The American flight attendant in the front of the plane checked for the mandatory face covering as they asked guests if they “cared for a bag”  (I’m not sure that’s the most hospitable way to ask customers if they would like a complimentary refreshment care package since inflight service wouldn’t be available, but I suppose that’s why I am not in charge of the Guest Experience department). 

My flight was oversold and every seat on the plane was occupied including the middle seats. This was the biggest surprise to me as I, like many, assumed that airlines would  eliminate middle seats to keep their passengers safe and socially distant. 

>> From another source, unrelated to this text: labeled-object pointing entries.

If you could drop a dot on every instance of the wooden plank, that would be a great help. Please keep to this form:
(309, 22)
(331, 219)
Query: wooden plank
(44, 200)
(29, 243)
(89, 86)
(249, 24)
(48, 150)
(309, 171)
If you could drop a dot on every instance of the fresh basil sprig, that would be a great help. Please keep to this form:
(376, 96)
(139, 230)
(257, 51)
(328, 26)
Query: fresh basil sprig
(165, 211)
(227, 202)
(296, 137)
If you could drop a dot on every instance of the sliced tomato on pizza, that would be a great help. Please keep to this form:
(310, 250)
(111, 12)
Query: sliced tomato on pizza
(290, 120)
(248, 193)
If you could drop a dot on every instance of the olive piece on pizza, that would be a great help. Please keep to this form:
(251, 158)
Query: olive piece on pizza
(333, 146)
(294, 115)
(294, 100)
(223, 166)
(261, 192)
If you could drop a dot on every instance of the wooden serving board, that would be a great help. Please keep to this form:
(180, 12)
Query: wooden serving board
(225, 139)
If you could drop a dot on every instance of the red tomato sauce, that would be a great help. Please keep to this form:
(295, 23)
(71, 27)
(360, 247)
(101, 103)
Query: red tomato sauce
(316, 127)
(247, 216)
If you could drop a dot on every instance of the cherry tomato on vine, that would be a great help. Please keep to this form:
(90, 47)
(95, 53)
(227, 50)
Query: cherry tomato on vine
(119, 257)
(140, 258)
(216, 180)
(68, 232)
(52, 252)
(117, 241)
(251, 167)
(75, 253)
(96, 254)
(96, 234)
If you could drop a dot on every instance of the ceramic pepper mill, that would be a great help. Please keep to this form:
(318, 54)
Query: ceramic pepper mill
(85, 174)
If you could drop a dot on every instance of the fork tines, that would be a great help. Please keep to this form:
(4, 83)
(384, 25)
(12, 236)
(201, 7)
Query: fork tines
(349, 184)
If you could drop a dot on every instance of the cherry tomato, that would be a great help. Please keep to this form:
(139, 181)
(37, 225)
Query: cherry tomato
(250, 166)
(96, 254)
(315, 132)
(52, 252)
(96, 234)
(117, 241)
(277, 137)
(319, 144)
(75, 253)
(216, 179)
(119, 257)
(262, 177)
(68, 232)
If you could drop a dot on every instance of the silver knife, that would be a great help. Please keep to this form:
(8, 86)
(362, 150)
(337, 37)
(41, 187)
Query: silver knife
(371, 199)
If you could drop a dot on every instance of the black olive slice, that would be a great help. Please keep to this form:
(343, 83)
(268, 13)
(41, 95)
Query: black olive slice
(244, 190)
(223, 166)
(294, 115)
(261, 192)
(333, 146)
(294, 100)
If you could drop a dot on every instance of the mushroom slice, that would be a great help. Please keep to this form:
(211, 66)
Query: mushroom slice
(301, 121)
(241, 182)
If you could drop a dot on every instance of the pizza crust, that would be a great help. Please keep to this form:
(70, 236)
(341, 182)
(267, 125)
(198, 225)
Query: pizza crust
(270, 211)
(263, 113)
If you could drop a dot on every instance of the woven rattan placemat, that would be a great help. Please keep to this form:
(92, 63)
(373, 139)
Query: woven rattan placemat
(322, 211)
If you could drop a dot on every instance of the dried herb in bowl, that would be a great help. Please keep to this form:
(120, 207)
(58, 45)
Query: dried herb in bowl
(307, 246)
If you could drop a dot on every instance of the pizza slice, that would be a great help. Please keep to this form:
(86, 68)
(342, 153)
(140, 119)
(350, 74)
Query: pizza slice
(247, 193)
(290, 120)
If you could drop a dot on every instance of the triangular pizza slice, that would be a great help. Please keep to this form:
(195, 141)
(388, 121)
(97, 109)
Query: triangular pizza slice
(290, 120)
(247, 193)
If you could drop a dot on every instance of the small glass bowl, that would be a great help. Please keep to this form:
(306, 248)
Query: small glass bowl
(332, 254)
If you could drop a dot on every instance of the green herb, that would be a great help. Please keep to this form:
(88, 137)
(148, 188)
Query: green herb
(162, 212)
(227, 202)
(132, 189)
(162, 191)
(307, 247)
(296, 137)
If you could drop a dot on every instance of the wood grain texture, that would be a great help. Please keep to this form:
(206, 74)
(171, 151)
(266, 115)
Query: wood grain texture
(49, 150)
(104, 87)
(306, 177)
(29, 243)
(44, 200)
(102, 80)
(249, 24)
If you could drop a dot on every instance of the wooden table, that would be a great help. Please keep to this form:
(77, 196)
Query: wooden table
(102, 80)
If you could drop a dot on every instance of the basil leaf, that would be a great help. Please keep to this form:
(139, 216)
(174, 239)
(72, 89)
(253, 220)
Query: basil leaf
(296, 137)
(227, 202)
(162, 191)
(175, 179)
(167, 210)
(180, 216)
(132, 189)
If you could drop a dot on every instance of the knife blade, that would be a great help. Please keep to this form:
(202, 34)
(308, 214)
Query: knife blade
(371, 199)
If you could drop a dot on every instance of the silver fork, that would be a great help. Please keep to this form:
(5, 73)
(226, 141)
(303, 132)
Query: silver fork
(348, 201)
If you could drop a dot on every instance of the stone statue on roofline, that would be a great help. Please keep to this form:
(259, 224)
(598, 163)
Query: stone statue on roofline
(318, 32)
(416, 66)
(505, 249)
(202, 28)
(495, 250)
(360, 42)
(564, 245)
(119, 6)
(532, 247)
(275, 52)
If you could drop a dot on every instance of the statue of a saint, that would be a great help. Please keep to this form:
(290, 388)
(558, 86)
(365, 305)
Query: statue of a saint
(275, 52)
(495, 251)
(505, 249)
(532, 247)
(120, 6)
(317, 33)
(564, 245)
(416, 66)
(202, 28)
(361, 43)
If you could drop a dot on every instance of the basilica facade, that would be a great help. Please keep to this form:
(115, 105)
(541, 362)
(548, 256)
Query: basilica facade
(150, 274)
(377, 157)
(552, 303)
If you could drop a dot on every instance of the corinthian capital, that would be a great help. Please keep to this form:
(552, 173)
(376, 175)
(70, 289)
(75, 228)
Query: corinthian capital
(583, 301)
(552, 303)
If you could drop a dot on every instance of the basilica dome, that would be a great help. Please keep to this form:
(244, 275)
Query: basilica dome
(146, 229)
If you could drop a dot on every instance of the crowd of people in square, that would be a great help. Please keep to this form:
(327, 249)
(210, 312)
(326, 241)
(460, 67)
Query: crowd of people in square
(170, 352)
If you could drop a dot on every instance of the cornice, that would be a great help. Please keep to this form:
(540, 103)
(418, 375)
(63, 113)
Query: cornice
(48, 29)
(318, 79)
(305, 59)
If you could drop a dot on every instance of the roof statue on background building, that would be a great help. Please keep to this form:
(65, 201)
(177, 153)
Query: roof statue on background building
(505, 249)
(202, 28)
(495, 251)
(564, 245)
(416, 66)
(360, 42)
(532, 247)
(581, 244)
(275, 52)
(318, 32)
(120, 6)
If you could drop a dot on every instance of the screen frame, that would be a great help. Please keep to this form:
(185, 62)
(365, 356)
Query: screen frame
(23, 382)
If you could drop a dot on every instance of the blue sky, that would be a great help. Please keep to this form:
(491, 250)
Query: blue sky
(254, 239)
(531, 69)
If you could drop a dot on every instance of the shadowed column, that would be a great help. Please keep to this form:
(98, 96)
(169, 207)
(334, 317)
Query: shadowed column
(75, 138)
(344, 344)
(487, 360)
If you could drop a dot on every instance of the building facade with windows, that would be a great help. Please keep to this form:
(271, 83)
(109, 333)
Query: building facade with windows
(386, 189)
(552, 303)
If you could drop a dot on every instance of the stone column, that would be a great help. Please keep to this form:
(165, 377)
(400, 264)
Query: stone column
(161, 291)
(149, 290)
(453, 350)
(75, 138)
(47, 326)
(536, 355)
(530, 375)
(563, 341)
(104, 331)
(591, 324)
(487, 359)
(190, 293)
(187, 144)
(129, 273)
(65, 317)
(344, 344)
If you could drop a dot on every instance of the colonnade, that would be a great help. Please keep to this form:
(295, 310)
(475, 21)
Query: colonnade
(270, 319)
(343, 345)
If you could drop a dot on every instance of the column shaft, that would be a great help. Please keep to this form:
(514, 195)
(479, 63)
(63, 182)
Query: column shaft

All in all, however, my three-hour flight was pleasantly uneventful as American did what they do best and got me to my destination in one piece. I felt uneasy throughout much of the flight and persisted in feeling that way upon arrival as I made my way through a packed Charlotte airport to baggage claim. 

Since many in my community travel for a living, here are 5 simple tips that will help you prepare for your first flight:

  1. Purchase a high-quality, form-fitting mask. People were way too close for my comfort.
  2. Board last to alleviate having people stand 4” from your aisle seat as they cough above you on their way down the backed-up aisle. 
  3. Pay or pray for a first-class seat as that’s the only chance you have not to rub elbows with the passenger next to you.
  4. Be patient as everyone is stressed out and uptight. Have compassion for your fellow travelers as we are all in this together.
  5. Fire up the Yacht Rock playlist on Spotify and enjoy the ride.